Surprisingly enough, this might be Wes Anderson’s darkest and most overtly political film to date. He’s dabbled with this before in The Grand Budapest Hotel, but here the themes are a bit more explicit, dealing with subjects like abandonment, animal cruelty, authoritarianism, immigration, murder, genocide, and there a few brief graphic scenes. During a scuffle in the first ten minutes, a dog gets its ear torn off amidst the flailing limbs in a down dust cloud. When Atari crashes his plane, he gets a bolt stuck in his head and it stays there for a good chunk of the movie. There’s even highly fascinating shot of a chef making sushi done in squirm inducing detail. But even with all the violence going on, it’s played off in a very cartoonish, Andersonian manner. There’s a moment where the dogs are trapped in an incinerator, and their escape is framed like the scene in Modern Times where Charlie Chaplin gets stuck in the gears of the machine. And when they meet the tribe of cannibal dogs, the reveal of where that rumor came from becomes an unexpected tearjerker moment. Even though this could be classified as a family movie, that PG-13 rating is there for a reason. It’s a very different beast from Fantastic Mr. Fox.

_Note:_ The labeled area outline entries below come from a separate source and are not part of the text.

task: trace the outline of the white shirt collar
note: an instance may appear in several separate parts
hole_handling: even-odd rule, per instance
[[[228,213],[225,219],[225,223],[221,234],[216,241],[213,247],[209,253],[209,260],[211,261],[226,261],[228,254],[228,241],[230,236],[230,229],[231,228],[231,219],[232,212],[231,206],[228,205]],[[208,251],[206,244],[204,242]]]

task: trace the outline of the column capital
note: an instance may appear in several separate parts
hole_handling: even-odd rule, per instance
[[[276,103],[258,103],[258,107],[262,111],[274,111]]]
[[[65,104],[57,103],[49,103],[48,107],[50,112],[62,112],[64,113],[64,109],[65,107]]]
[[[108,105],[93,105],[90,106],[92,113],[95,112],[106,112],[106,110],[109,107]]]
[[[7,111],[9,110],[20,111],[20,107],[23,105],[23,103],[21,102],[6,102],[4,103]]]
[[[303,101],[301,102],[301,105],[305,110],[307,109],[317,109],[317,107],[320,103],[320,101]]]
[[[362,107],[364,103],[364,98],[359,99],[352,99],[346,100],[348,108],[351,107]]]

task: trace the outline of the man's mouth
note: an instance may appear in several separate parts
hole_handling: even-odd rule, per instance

The voice acting is also superb. Anderson is known for recycling actors, and here he uses a few of his regulars including Bill Murray (of course, it wouldn’t be a Wes Anderson film without him), Edward Norton, Bob Balaban, Jeff Goldblum, Frances McDormand, Tilda Swinton, F. Murray Abraham and Harvey Keitel, but also brings in a few new additions to the stable like Bryan Cranston, Scarlet Johansson, Liev Schreiber, Greta Gerwig and Ken Watanabe. Everyone does an outstanding job, but it’s Cranston as Chief, the pessimistic stray who’s the self-appointed leader in a democratic pack who’s the constant naysayer in their votes. He gets most of the heavy lifting in the character development department, but the rest of the pack still have a field day spouting out the script’s witty banter.

Speaking of which, there’s a gimmick where the dog’s barks are all translated into English, but the human characters are mostly speaking in un-subtitled Japanese, aside from the occasional translator. There’s a bit of controversy surrounding this decision as some took it as unintentionally othering the Japanese characters since we understand the dogs (the good guys) but not the humans (mostly bad guys), and it’s not helped that Greta Gerwig’s character, one of the only English-speaking humans in the movie, could be seen as a “white savior”, or that Anderson kind of did the whole cultural pastiche thing with India in The Darjeeling Limited to mixed results. I think it works in this case because, even though you can’t understand what most of the humans are saying, you still get the gist of what’s going on, which is a real testament to the animator’s abilities as storytellers. The film even works in a few nods to Japanese culture from sumo wrestling to kabuki theater, and some shots and compositions are reminiscent of their cinematic greats like Yasujiro Ozu and Akira Kurosawa. (One scene even cribs the score from Seven Samurai.) Whether it’s appreciation or appropriation is up to you, but I think it was respectable enough.

Bottom line, Isle of Dogs is another victory for the Wes Anderson oeuvre. The animation is spectacular, the themes are timely, and it alternates between humorous and heart-wrenching without a hitch. If you’re an Anderson fan, none of what I just said should come as a surprise to you. For everyone else, it’s well worth checking out.